L’elaborazione di questi dati, estremamente demanding dal punto di vista computazionale, permetterà di muoverci rapidamente verso la medicina di precisione e personalizzata, e quindi di rendere auspicabilmente il sistema sanitario equo e sostenibile.

Microsoft lavora in una dimensione globale, ma volendo rimanere nel contesto europeo ci sono paesi modello nell’utilizzo delle opportunità offerte dalle nuove tecnologie e dalla telemedicina?

Se pensiamo all’indice DESI, ovvero l’indice di digitalizzazione dei vari Paesi, la Finlandia è in Europa la “prima della classe”, con una capacità avanzata di valorizzare le piattaforme digitali. Viene da lì uno degli esempi più straordinari, l’Helsinki and Uusimaa Hospital District, ospedale universitario pubblico che circa 6 anni fa ha avviato l’ambizioso progetto dell’ospedale virtuale, il cosiddetto Health Village, creando una struttura parallela che consente al cittadino di scegliere se aderire a un percorso di cura tradizionale in presenza o digitale.

Al di là dei momenti o delle terapie che richiedono necessariamente la presenza fisica del paziente, si possono effettuare in virtuale le visite, la condivisione dei risultati delle cure attraverso per esempio - questionari on line che permettono alla struttura di misurare gli effetti di una determinata terapia sul paziente – e persino la riabilitazione, sfruttando ad esempio tecnologie come Kinect di Microsoft che permettono di tracciare i movimenti della persona e di misurare l’efficacia degli esercizi, andando eventualmente a riadattare il piano con strumenti di AI (ancora una volta parliamo di medicina personalizzata). Attraverso il coinvolgimento di associazioni di cittadini, clinici, infermieri, ricercatori, è stata tracciata la mappa dei servizi dell’ospedale digitale; oltre a questo, sono stati creati dei gruppi, di cittadini e operatori sanitari volti a identificare eventuali nuovi bisogni ed esigenze che potrebbero emergere da questa tipologia di servizi.

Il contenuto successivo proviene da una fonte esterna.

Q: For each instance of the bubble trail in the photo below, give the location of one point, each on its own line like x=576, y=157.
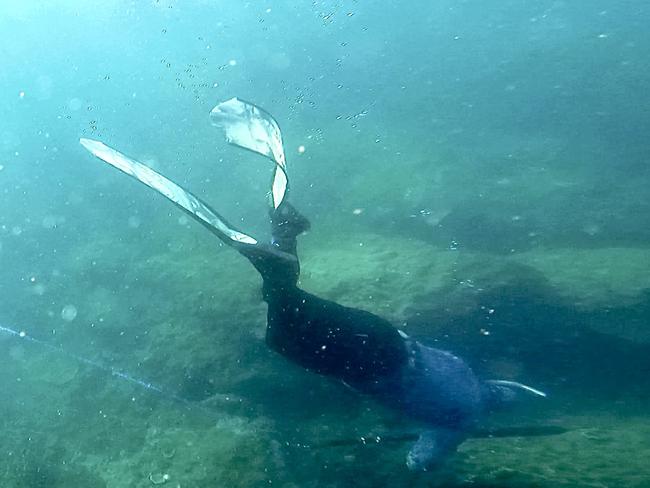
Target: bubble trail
x=95, y=365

Il risultato è una piattaforma che è una vera e propria “cassetta degli attrezzi” a disposizione del professionista, che attraverso questo corredo di strumenti digitali – il chatbot, la visita virtuale, il questionario – può costruire il proprio un percorso di cura senza che ci sia un dipartimento IT che lo faccia per lui. Oggi ci sono 120 strutture virtuali per la salute e sono stati sviluppati circa 200 percorsi di cura, dalla maternità al diabete all’oncologia, e il livello di soddisfazione da parte di pazienti e personale sanitario è particolarmente elevato.